Answer: I thank the reviewer for this pertinent comment. In preparing the revised version, I have incorporated a substantial number of new and updated references. However, it is important to note that research specifically addressing human eosinopoiesis remains scarce, largely due to the inherent challenges in obtaining human bone marrow samples and the technical difficulties associated with their culture. Consequently, most of the available evidence still derives from murine models. Recently, a few studies have sought to explore eosinopoiesis in humans, and these have been included in the present review; however, they remain limited in number. One of my goals with this work is precisely to stimulate the scientific community to further investigate human eosinopoiesis, particularly given the growing interest and expanding discussions on eosinophils in recent years.

 

Major issues:

Several data from clinical studies are briefly mentioned. They are really interesting and may highlight the directions for future research but do not seem to be clearly referenced. These examples include:

Lines 408 through 410 : “This phenomenon may underlie the clinical observation that some patients experience exacerbations shortly after tapering corticosteroid therapy, despite achieving prior control.”

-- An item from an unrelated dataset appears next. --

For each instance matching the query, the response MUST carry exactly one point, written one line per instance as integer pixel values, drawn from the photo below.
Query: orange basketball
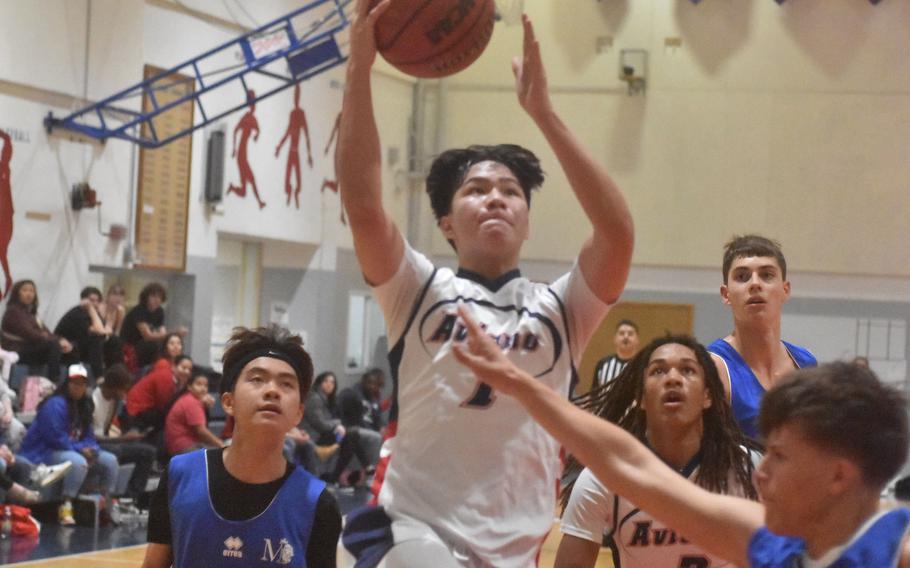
(434, 38)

Lines 425 through 431, a paragraph starting with: „A growing body of evidence………….”

Lines 432 through 437 – the whole paragraph (as above , interesting data but not referenced)

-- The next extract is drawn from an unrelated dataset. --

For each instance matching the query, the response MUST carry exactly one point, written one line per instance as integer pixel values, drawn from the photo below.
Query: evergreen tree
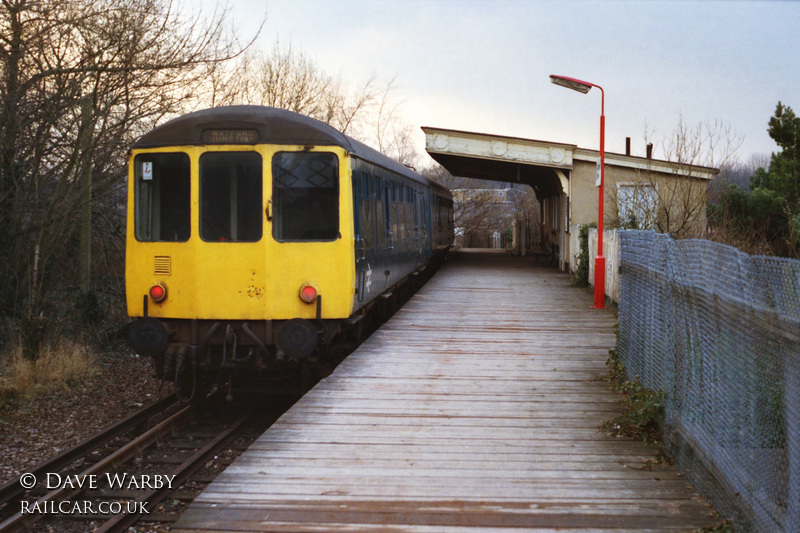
(770, 213)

Answer: I thank the reviewer for pointing this out. I have now reviewed all the mentioned sections (Lines 408–410, 425–431, and 432–437) and added the appropriate references to support each of the statements. These citations include recent and relevant literature, ensuring that the clinical observations and experimental findings discussed are properly substantiated and clearly traceable to their original sources.

Minor issues:

In this type pf the review, I’d suggest to rephrase/rename subsections 8 and 9 to highlight the fact that they contain „research gaps” and „Future research directions”, as it is often seen in reviews aiming at drawing attention to the interesting and/or emerging, yet not elucidated topic.

Answer: I thank the reviewer for this constructive suggestion. I have now rephrased the subsection titles to clearly convey their focus: subsection 8 is now titled “Research Gaps in Glucocorticoid–Eosinopoiesis Interactions”, and subsection 9 is now titled “Future Research Directions”. These revised titles more explicitly highlight that these sections address areas where evidence is lacking and where further investigation could yield significant advances, aligning with the structure often seen in reviews that aim to encourage research in emerging topics.

Round 2

Reviewer 1 Report

Comments and Suggestions for Authors

The revised version of the manuscript is much improved and it addresses most of the relevant critical points.

Reviewer 2 Report

Comments and Suggestions for Authors

The authors significantly improved their manuscript, and it is now suitable for publication in Allergies.

Reviewer 3 Report

Comments and Suggestions for Authors

My remarks have been addressed accorodingly and relevant feedback has been provided by the Author. The manuscript is comprehensive and clearly described the scientific problem, highlighting knowledge gaps and shaling future possible research paths.

I have no more remarks on my behalf.